I am pleased to hear you say that Lauda.
I forgot to say that I did not vote because I don't agree with the biased reasoning on either option. The poll should not have any 'because' but rather 'Yes vs. No' and let people elaborate themselves.


Title: Re: Should projects that knowingly employ proven untrustworthy individuals be viewed
Post by: Harkorede on February 05, 2019, 02:08:23 PM
I don't think any trustworthy project would be willing to hire someone deemed untrustworthy If the project cares about its reputation or doesn't have an hidden agenda only which the person can satisfy.

At least IMO, There can be a few exemptions such as;
1. Those who considered the person untrustworthy, can they be trusted ?
2. There can be some reasonable explanations to PROVEN cases, but very rare.

Both are subjected to independent reviews and perspectives of the employer, just as Lauda supposed.

That being said, I however, strongly believe that almost every project will more often than not, tend to shy away from being dragged to such controversial situations.


Title: Re: Should projects that knowingly employ proven untrustworthy individuals be viewed
Post by: cryptohunter on February 05, 2019, 02:16:02 PM
I don't think any trustworthy project would be willing to hire someone deemed untrustworthy If the project cares about its reputation or doesn't have an hidden agenda only which the person can satisfy.

At least IMO, There can be a few exemptions such as;
1. Those who considered the person untrustworthy, can they be trusted ?
2. There can be some reasonable explanations PROVEN cases, but very rare.

Both are subjected to independent reviews and perspectives of the employer, just as Lauda supposed.

That being said, I however, strongly believe that almost every project will more often than not, tend to shy away from being dragged to such controversial situations.

I will add the word PROVEN in the specific polling options because that makes things clearer.

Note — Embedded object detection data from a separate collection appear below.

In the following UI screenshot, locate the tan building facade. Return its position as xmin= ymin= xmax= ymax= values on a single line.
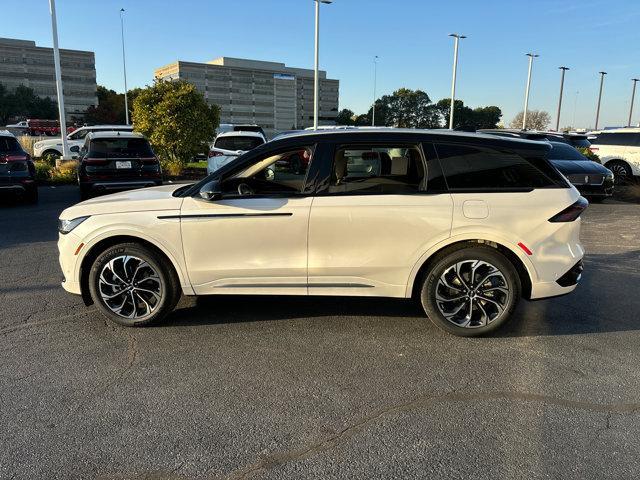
xmin=155 ymin=57 xmax=339 ymax=137
xmin=0 ymin=38 xmax=98 ymax=120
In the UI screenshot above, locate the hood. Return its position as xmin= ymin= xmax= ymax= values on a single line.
xmin=550 ymin=160 xmax=611 ymax=175
xmin=60 ymin=184 xmax=184 ymax=220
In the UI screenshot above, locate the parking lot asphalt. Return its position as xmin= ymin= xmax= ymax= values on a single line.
xmin=0 ymin=187 xmax=640 ymax=479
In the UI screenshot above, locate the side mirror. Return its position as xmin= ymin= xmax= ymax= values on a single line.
xmin=200 ymin=180 xmax=222 ymax=202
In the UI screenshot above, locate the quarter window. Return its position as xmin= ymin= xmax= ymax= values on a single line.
xmin=436 ymin=144 xmax=554 ymax=191
xmin=328 ymin=145 xmax=425 ymax=195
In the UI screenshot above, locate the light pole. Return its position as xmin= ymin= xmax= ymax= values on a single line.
xmin=371 ymin=55 xmax=379 ymax=127
xmin=313 ymin=0 xmax=333 ymax=130
xmin=594 ymin=72 xmax=607 ymax=130
xmin=556 ymin=67 xmax=569 ymax=132
xmin=449 ymin=33 xmax=467 ymax=130
xmin=522 ymin=53 xmax=540 ymax=130
xmin=49 ymin=0 xmax=69 ymax=160
xmin=627 ymin=78 xmax=640 ymax=127
xmin=120 ymin=8 xmax=129 ymax=125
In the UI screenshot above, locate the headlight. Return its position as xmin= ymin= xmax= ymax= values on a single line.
xmin=58 ymin=216 xmax=89 ymax=235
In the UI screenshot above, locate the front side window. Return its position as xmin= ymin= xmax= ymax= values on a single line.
xmin=436 ymin=144 xmax=554 ymax=191
xmin=328 ymin=145 xmax=425 ymax=195
xmin=222 ymin=146 xmax=314 ymax=196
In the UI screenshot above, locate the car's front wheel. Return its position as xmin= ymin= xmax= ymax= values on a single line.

Even though I did put this in the title of the thread already.


Title: Re: Should projects that knowingly employ proven untrustworthy individuals be viewed
Post by: mdayonliner on February 05, 2019, 02:35:13 PM
I know we like to usually look at things the other way around for example

If someone knowingly promotes or supports a scam or untrustworthy project we will term those persons untrustworthy and scam supporters.

However what if project willingly is employing or supporting individuals that are PROVEN untrustworthy and dishonest or even perhaps prior scammers??

Should then we class them as untrustworthy projects and therefore risky and dangerous to become involved with and perhaps even our duty as honest members to alert other members to this danger?

Can you not only vote but can answer and provide full reasoning behind your reply.

Let's not discuss individual cases here.

And who is going to define untrustworthy?

I have 4 red tags. Is it defining that I am untrustworthy? Trust and untrust is highly subjective. If a project find what they need from a person then they should be hiring them nonetheless they have red trust or not. They are paying their own money not yours or mines. So let them decide who they should pick.

By the way this does not mean that you do not leave a feedback (negative) if the project has clear intention to scam.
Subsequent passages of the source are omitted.